Based on the type of yoga you’re doing the benefit of building muscle is most likely due to the isometric hold. Isometric exercises, like the Plank, involve contracting the muscle or group of muscles without moving the joint that surrounds the muscle. This makes this kind of exercise perfect for people recovering from injuries or having joint problems according to the Mayo Clinic. While isometric exercises may not be the best for building larger muscles, they are crucial for increasing muscle fitness and endurance.

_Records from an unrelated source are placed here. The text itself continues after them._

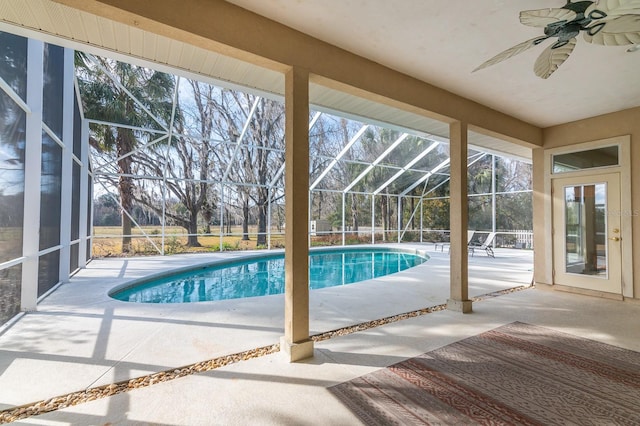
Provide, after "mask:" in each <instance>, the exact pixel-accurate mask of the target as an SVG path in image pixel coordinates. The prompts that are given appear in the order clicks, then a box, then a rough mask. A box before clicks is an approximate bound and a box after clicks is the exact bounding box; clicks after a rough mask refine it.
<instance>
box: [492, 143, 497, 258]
mask: <svg viewBox="0 0 640 426" xmlns="http://www.w3.org/2000/svg"><path fill="white" fill-rule="evenodd" d="M491 232H496V156H495V155H493V154H491ZM491 245H492V246H493V247H495V238H494V239H493V241H491Z"/></svg>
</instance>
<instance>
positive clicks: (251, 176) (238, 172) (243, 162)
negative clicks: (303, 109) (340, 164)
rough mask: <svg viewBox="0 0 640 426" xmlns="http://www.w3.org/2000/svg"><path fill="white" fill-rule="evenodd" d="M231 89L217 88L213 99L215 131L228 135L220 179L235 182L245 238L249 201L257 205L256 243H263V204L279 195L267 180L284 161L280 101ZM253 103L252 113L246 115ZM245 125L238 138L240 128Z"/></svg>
mask: <svg viewBox="0 0 640 426" xmlns="http://www.w3.org/2000/svg"><path fill="white" fill-rule="evenodd" d="M255 103H256V97H255V96H254V95H250V94H246V93H240V92H236V91H232V90H226V89H224V90H221V92H220V98H219V101H218V102H216V103H215V108H216V114H215V116H214V117H215V118H214V119H215V120H216V130H215V131H216V132H218V134H219V135H220V136H221V137H223V138H228V139H230V140H231V141H232V142H233V143H232V144H227V145H226V155H225V160H226V168H225V169H224V171H222V176H220V179H221V180H224V181H228V180H231V181H235V182H241V183H244V185H238V186H237V189H236V192H237V199H236V206H237V207H238V208H239V209H240V210H241V215H242V228H243V239H245V240H248V239H249V222H250V220H251V217H250V211H251V203H253V204H254V205H255V206H256V208H257V222H258V237H257V245H266V243H267V235H266V232H267V215H268V212H267V208H268V205H269V204H270V203H274V202H276V201H277V200H278V199H279V197H281V195H275V194H276V193H275V192H272V191H270V190H269V184H270V183H271V181H272V180H273V178H274V177H275V176H274V175H275V173H276V171H277V170H278V169H279V168H280V166H281V165H282V163H283V162H284V105H283V104H281V103H279V102H276V101H273V100H269V99H265V98H259V99H257V104H255ZM254 104H255V110H254V112H253V116H251V117H250V116H249V113H250V110H251V107H252V106H253V105H254ZM247 120H249V126H248V128H247V131H246V133H245V134H244V136H243V139H242V140H239V138H240V136H241V135H242V129H243V128H244V127H245V124H246V122H247Z"/></svg>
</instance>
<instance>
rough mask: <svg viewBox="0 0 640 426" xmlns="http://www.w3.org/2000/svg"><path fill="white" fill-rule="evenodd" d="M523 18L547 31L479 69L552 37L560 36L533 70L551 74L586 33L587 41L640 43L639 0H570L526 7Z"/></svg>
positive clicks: (571, 50) (541, 58)
mask: <svg viewBox="0 0 640 426" xmlns="http://www.w3.org/2000/svg"><path fill="white" fill-rule="evenodd" d="M520 22H521V23H522V24H524V25H528V26H531V27H539V28H544V35H543V36H540V37H535V38H532V39H530V40H527V41H524V42H522V43H520V44H517V45H515V46H513V47H511V48H509V49H507V50H505V51H504V52H501V53H498V54H497V55H496V56H494V57H493V58H491V59H489V60H488V61H486V62H484V63H483V64H482V65H480V66H479V67H477V68H476V69H474V70H473V71H474V72H475V71H478V70H481V69H483V68H486V67H489V66H491V65H494V64H497V63H499V62H502V61H504V60H505V59H509V58H511V57H513V56H516V55H518V54H520V53H522V52H524V51H525V50H528V49H530V48H532V47H534V46H537V45H539V44H541V43H542V42H544V41H545V40H547V39H550V38H557V39H558V40H557V41H555V42H554V43H553V44H551V45H550V46H548V47H547V48H546V49H545V50H544V51H543V52H542V53H541V54H540V56H539V57H538V59H537V60H536V62H535V64H534V66H533V70H534V72H535V74H536V75H537V76H538V77H540V78H545V79H546V78H549V76H550V75H551V74H553V72H554V71H555V70H557V69H558V67H559V66H560V65H562V64H563V63H564V61H566V60H567V58H568V57H569V55H570V54H571V52H573V48H574V47H575V46H576V40H577V39H576V37H577V36H578V34H580V32H582V33H583V37H584V39H585V41H587V42H588V43H595V44H601V45H604V46H622V45H629V44H633V45H636V46H635V47H634V48H630V49H629V51H633V50H637V49H638V48H637V46H638V45H640V0H596V1H577V2H572V1H571V0H568V1H567V4H565V5H564V6H562V7H561V8H551V9H538V10H524V11H522V12H520Z"/></svg>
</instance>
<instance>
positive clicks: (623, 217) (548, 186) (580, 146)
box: [543, 135, 640, 298]
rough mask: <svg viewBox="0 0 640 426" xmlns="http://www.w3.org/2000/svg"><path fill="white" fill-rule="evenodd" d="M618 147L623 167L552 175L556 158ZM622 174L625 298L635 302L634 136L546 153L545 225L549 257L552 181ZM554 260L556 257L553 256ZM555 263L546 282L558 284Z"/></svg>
mask: <svg viewBox="0 0 640 426" xmlns="http://www.w3.org/2000/svg"><path fill="white" fill-rule="evenodd" d="M613 145H616V146H618V147H619V156H618V158H619V164H618V165H617V166H608V167H596V168H591V169H584V170H578V171H571V172H562V173H552V172H553V169H552V160H553V156H554V155H557V154H565V153H570V152H579V151H585V150H590V149H596V148H602V147H605V146H613ZM615 172H618V173H620V212H619V213H620V216H621V217H620V235H621V236H622V241H621V250H622V271H621V275H622V296H624V297H629V298H632V297H634V294H633V252H632V250H633V245H632V238H631V235H632V219H633V217H634V216H638V214H639V213H640V212H638V211H634V210H633V207H632V204H631V136H629V135H625V136H617V137H614V138H608V139H601V140H596V141H591V142H585V143H580V144H574V145H567V146H563V147H559V148H551V149H545V151H544V194H545V196H544V223H545V229H544V234H545V238H544V241H545V244H544V247H543V250H544V251H545V253H550V254H552V253H553V226H554V223H553V214H552V205H553V197H552V195H551V188H552V179H554V178H564V177H574V176H575V177H579V176H597V175H598V174H602V173H615ZM549 258H551V259H553V258H554V256H549ZM554 266H555V265H554V263H553V261H551V262H546V264H545V271H544V276H545V282H548V283H552V284H555V282H554V277H553V268H554Z"/></svg>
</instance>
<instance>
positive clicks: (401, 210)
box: [397, 195, 402, 243]
mask: <svg viewBox="0 0 640 426" xmlns="http://www.w3.org/2000/svg"><path fill="white" fill-rule="evenodd" d="M397 207H398V220H397V222H398V243H399V242H400V228H401V227H402V199H401V198H400V196H399V195H398V206H397Z"/></svg>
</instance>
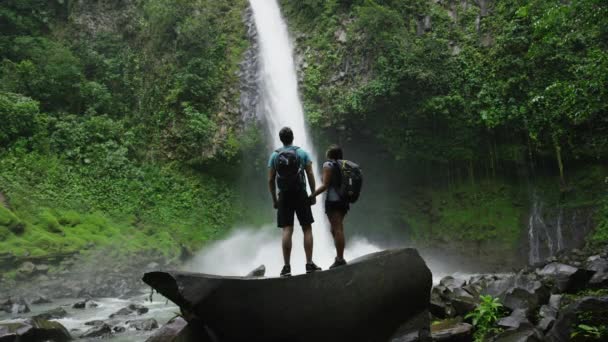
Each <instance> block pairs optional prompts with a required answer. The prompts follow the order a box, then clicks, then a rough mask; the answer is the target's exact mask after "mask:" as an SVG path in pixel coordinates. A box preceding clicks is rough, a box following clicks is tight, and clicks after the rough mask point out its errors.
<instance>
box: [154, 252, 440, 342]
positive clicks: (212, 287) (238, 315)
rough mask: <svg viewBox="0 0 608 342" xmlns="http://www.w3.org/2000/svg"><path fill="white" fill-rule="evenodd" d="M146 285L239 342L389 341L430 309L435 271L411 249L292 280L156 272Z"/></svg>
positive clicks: (193, 319)
mask: <svg viewBox="0 0 608 342" xmlns="http://www.w3.org/2000/svg"><path fill="white" fill-rule="evenodd" d="M379 279H381V281H379ZM143 280H144V282H145V283H147V284H148V285H150V286H152V287H153V288H154V289H156V290H157V291H158V292H159V293H161V294H162V295H163V296H165V297H166V298H168V299H170V300H171V301H173V302H174V303H176V304H177V305H178V306H179V307H180V308H181V309H182V311H184V312H185V314H184V317H186V319H187V321H188V322H189V326H190V327H191V328H194V329H198V330H204V329H206V328H208V329H209V330H211V331H213V332H214V333H215V334H217V335H218V336H222V338H223V339H226V340H229V341H234V342H241V341H243V342H244V341H248V342H249V341H251V342H253V341H265V342H275V341H293V340H298V341H302V342H308V341H322V340H324V341H350V342H359V341H371V340H374V341H388V340H389V339H390V338H391V337H392V336H394V334H395V333H396V332H397V331H398V330H399V328H400V327H401V326H402V325H403V324H404V322H409V321H411V320H412V319H413V318H414V317H417V316H418V315H420V314H421V313H427V312H428V311H427V310H428V307H429V301H430V294H431V287H432V275H431V272H430V270H429V269H428V267H427V266H426V264H425V263H424V260H423V259H422V258H421V257H420V255H419V254H418V252H417V251H416V250H415V249H411V248H403V249H395V250H386V251H381V252H377V253H372V254H369V255H366V256H364V257H361V258H358V259H355V260H352V261H351V262H349V263H348V265H345V266H342V267H339V268H335V269H331V270H324V271H320V272H314V273H311V274H301V275H295V276H292V277H288V278H280V277H271V278H249V277H222V276H216V275H207V274H197V273H186V272H151V273H146V274H145V275H144V278H143ZM311 289H314V291H311ZM269 298H272V300H268V299H269ZM293 308H298V309H297V310H293ZM427 321H428V315H427ZM202 322H204V323H202ZM426 324H428V323H426ZM422 328H423V327H420V330H421V329H422ZM426 329H427V330H428V325H427V326H426Z"/></svg>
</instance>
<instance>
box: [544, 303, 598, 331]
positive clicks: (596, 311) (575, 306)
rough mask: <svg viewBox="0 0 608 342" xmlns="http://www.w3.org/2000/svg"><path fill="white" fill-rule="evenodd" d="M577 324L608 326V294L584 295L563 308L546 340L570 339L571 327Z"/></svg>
mask: <svg viewBox="0 0 608 342" xmlns="http://www.w3.org/2000/svg"><path fill="white" fill-rule="evenodd" d="M579 324H585V325H588V326H608V296H605V297H584V298H581V299H579V300H577V301H575V302H574V303H572V304H570V305H568V306H567V307H565V308H563V309H562V310H561V311H560V313H559V316H558V319H557V321H556V322H555V324H553V328H551V330H550V331H549V333H548V334H547V336H546V341H549V342H562V341H570V340H571V338H572V333H573V330H572V329H573V328H575V327H577V326H578V325H579Z"/></svg>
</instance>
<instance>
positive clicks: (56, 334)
mask: <svg viewBox="0 0 608 342" xmlns="http://www.w3.org/2000/svg"><path fill="white" fill-rule="evenodd" d="M71 339H72V336H70V333H69V332H68V330H67V329H66V328H65V327H64V326H63V325H61V324H59V323H57V322H50V321H46V320H42V319H28V320H25V321H23V322H18V323H0V341H2V342H4V341H7V342H8V341H11V342H12V341H22V342H37V341H54V342H65V341H70V340H71Z"/></svg>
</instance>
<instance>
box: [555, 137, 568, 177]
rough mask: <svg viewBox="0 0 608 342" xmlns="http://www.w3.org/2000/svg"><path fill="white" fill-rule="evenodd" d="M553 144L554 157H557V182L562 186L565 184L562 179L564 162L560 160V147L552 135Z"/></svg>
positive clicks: (561, 157) (555, 139) (562, 175)
mask: <svg viewBox="0 0 608 342" xmlns="http://www.w3.org/2000/svg"><path fill="white" fill-rule="evenodd" d="M553 146H554V147H555V157H556V159H557V167H558V169H559V182H560V185H561V186H562V187H563V186H564V185H565V184H566V181H565V180H564V163H563V161H562V148H561V146H560V145H559V142H558V141H557V137H556V136H553Z"/></svg>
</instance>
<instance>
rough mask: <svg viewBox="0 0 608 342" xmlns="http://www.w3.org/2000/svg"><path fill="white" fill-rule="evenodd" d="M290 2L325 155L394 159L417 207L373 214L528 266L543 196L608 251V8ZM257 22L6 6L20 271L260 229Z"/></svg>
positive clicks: (163, 12)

9. Enhances flexibility is the measure of how much your muscles are able to extend or lengthen, according to the American College of Sports Medicine. Yoga improves your flexibility, by helping your muscles relax by stretching gently, Tripp says.With greater flexibility, you’ll be able to increase your fitness level overall. “For muscles to fully contract they must be able to stretch completely. Training in flexibility can assist you in gaining access to the full range of motion and allow muscles to function more efficiently,” Tripp explains. “Limited range of motion can limit your abilities in certain movements.”
A lack of flexibility in your ankle motion will severely hinder the ability to squat, Tripp says. However, if you are able to perform squats with a full range motion (parallel or less than parallel) then you will be able to recruit the glute muscles more efficiently and load more resistance, which leads to more strength gains.
Greater flexibility could also translate to an increased chance of injuries. For instance, the pectoral muscles that are tight (the muscles that line your chest) could make your shoulders sway upwards, causing your shoulder to move away from its normal position, Tripp says. If you put weight on the joint that’s not properly aligned, for instance when you’re doing chest presses during an upper-body exercise and you’re at risk of injury.
10. Improves sleepWith improved breath and relaxation techniques, Yoga could aid in getting more sleeping time in the evening. According to a meta-analysis involving 19 studies previously published about women suffering from sleep issues Yoga was associated with better scores on tests of the quality of sleep. The more time you spent in yoga, the greater results were.
If you’re practicing late at night you might want to avoid more vigorous yoga, as it can cause you to be awake. These stretches before bed can get you ready for a restful night’s rest.